NURTURE is a Phase II trial that aims to evaluate the safety and tolerability of the drug in about 25 pre-symptomatic newborns that are very likely to develop SMA based on their genetics.
EMBRACE is a Phase II trial designed to assess the safety and exploratory efficacy of Ionis-SMNRx in approximately 20 young SMA patients not able to participate in the current Phase III trials.
SHINE is an open-label, Phase III study designed to extend the treatment regime of patients who have completed the ENDEAR or CHERISH trials (click here for more information).
In a letter to the SMA community published on the Cure SMA website, Biogen and Ionis provided up-to-date information on the status of enrolment for each of these trials.
The Phase III trials, ENDEAR and CHERISH, are reported to be on track for completion in the first half of 2017, with target patient enrolment already accomplished for CHERISH, and expected to be achieved within six months for ENDEAR.
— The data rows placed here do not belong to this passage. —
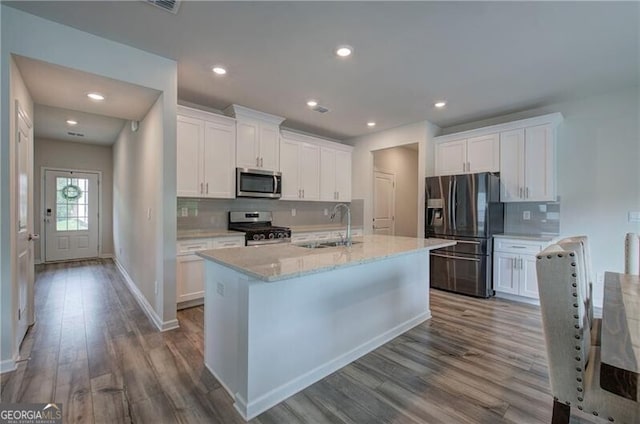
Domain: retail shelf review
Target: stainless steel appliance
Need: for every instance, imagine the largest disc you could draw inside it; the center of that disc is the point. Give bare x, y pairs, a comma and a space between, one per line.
258, 183
465, 208
258, 229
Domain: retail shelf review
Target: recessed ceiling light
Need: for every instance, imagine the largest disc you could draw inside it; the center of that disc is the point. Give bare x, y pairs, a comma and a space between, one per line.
219, 70
344, 51
95, 96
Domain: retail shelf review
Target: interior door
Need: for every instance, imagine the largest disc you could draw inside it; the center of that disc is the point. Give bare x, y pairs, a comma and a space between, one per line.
384, 203
71, 215
24, 213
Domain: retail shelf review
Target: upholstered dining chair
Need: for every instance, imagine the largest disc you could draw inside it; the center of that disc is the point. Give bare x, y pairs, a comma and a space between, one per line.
580, 245
574, 362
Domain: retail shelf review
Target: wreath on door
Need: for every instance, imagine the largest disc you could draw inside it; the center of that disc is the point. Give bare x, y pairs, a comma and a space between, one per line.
71, 192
The NURTURE Phase II trial has enrolled more than 33% of the intended number of patients, EMBRACE is fully enrolled in the USA, and SHINE has only just started.
Biogen and Ionis report that they are pursuing additional regulatory avenues to expedite Nusinersen development. In line with this, they are hoping to be able to initiate what they call an early access program for the drug and end the use of placebo treatment in its testing, which will hopefully speed up the process of bringing the potential therapy to SMA patients.